DNSSEC PowerDNS in cPanel with non-PowerDNS (and non-cPanel) slaves

[SunnyInMTL]

Hello,

I have my master nameserver on a cPanel server with PowerDNS. I then transfer the zones via AXFR to the slave servers of a third-party service and everything is working well, except today I noticed that the RRSIG signatures expired and the domain name is not resolving anymore.

From the documentation: DNSSEC with PowerDNS:

"If your DNS setup uses non-PowerDNS slaves, the slaves need to know when the signatures have been updated. This can be accomplished by setting the SOA-EDIT metadata for DNSSEC signed zones. This value controls how the value of the SOA serial is modified by PowerDNS."
​

What would be the ideal way to achieve this with cPanel? Should I perhaps setup a CRON script to update the SOA serials every X days?

 

[cPanelMichael]

Hello,

DNSSEC is incompatible with DNS Clustering with PowerDNS as provided through cPanel. It's unsupported, however there's a user-submitted workaround on the following feature request that appears to match what you are looking for:

DNSSEC support in Clustering

Thank you.

 

[SunnyInMTL]

Hi Michael,

The issue I mentioned is not related to the nsec3's narrow version. I already had set the narrow setting to 0 and got AXFR working with the slave servers.

This is another issue, related to the expiration of RRSIGs.

By manually updating the SOA serials, I got it fixed; however, having an automatic solution would be more ideal.

From the PowerDNS documentation:

As RRSIGs can expire, slave servers need to know when to re-transfer the zone. In most implementations (BIND, NSD), this is done by re-signing the full zone outside of the nameserver, increasing the SOA serial and serving the new zone on the master.
​

I suppose then the solution of having CRON update the SOA serials every X days is the most viable one.

Now I need to figure out the X and find out when do RRSIGs expire.

 

[cPanelMichael]

Hello,

Thank you for the additional information. Regarding the increase to the serial in the zone file, there's a post here you may find helpful if you need help with your custom script:

Bulk DNS Zone Update

Thank you.

 

[SunnyInMTL]

Hi Michael,

Thank you for the link to the bulk dns zone update script.
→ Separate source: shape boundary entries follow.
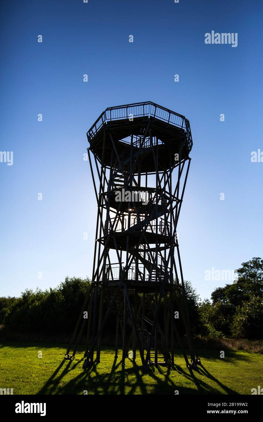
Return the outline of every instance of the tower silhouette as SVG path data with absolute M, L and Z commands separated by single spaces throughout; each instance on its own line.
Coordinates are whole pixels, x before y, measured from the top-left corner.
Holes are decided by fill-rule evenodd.
M 176 232 L 193 146 L 189 122 L 151 102 L 132 104 L 107 108 L 87 136 L 98 204 L 92 276 L 65 358 L 74 358 L 87 322 L 84 367 L 98 363 L 103 329 L 113 313 L 115 357 L 120 333 L 123 365 L 127 357 L 135 360 L 136 352 L 144 368 L 173 364 L 175 334 L 187 365 L 194 368 L 200 360 Z

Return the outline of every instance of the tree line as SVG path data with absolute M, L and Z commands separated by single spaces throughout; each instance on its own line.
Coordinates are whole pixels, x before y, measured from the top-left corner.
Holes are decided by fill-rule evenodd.
M 184 282 L 194 336 L 263 338 L 263 260 L 252 258 L 243 262 L 237 273 L 237 280 L 216 289 L 210 300 L 201 301 L 190 282 Z M 27 289 L 19 298 L 0 298 L 0 325 L 5 330 L 44 333 L 47 338 L 52 335 L 68 335 L 74 329 L 91 282 L 88 278 L 67 277 L 54 288 Z M 153 304 L 153 295 L 150 300 Z M 175 301 L 174 310 L 177 309 Z M 145 312 L 153 319 L 147 303 Z M 178 323 L 182 335 L 180 319 Z M 107 333 L 113 336 L 115 328 L 116 317 L 112 314 Z

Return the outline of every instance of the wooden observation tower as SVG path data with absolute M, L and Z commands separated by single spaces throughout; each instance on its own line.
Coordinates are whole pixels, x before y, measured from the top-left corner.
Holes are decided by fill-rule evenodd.
M 98 363 L 102 335 L 113 313 L 115 357 L 121 336 L 123 365 L 139 355 L 144 369 L 150 363 L 173 365 L 175 335 L 187 367 L 194 368 L 200 360 L 176 233 L 193 145 L 189 122 L 151 102 L 132 104 L 107 108 L 87 136 L 98 203 L 92 283 L 65 358 L 74 358 L 87 323 L 84 367 Z

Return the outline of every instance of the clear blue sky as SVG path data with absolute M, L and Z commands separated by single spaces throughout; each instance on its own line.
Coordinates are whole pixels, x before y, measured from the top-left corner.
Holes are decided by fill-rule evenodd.
M 263 256 L 263 162 L 251 161 L 263 151 L 260 0 L 1 7 L 0 151 L 13 151 L 14 164 L 0 163 L 0 295 L 91 276 L 96 205 L 86 133 L 106 107 L 129 103 L 152 101 L 190 122 L 178 227 L 184 278 L 209 298 L 225 283 L 205 281 L 206 270 Z M 212 30 L 237 32 L 238 46 L 206 44 Z

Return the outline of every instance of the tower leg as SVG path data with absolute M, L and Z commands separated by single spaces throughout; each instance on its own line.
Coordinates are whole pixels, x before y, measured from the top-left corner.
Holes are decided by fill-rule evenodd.
M 101 288 L 100 303 L 100 315 L 99 316 L 99 327 L 101 325 L 102 318 L 103 316 L 103 305 L 104 300 L 104 294 L 105 292 L 105 286 L 103 285 Z M 99 337 L 98 342 L 98 348 L 97 349 L 97 354 L 96 355 L 96 361 L 97 363 L 99 363 L 100 359 L 100 348 L 101 346 L 101 335 L 102 331 L 100 332 L 100 336 Z
M 134 315 L 137 320 L 137 306 L 138 306 L 138 292 L 136 289 L 134 290 Z M 133 360 L 135 362 L 136 359 L 136 335 L 135 331 L 133 330 Z
M 122 364 L 124 366 L 125 365 L 125 358 L 126 353 L 126 337 L 127 319 L 127 301 L 124 289 L 123 289 L 123 295 L 124 296 L 124 309 L 123 310 L 123 334 L 122 335 Z
M 115 340 L 115 357 L 117 359 L 118 357 L 118 346 L 119 346 L 119 318 L 117 316 L 116 320 L 116 339 Z

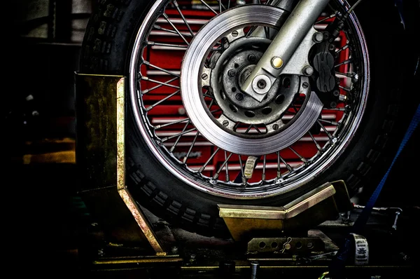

I was thinking, instead of using a perl script and directly replacing the SOA serials in the *.db files, could I perhaps update the serials with API2's ZoneEdit (cPanel API 2 Functions - ZoneEdit::edit_zone_record - Software Development Kit - cPanel Documentation) ?

For example, I could edit a zone record (can be a fake one or an actual one) and simulate an update without actually modifying anything. This should also update the SOA serial. Would you recommend doing this?

To fetch all domain names, I could use WHM API1's listaccts (WHM API 1 Functions - listaccts - Software Development Kit - cPanel Documentation), then loop over each account's domains with UAPI's DomainInfo::list_domains (UAPI Functions - DomainInfo::list_domains - Software Development Kit - cPanel Documentation).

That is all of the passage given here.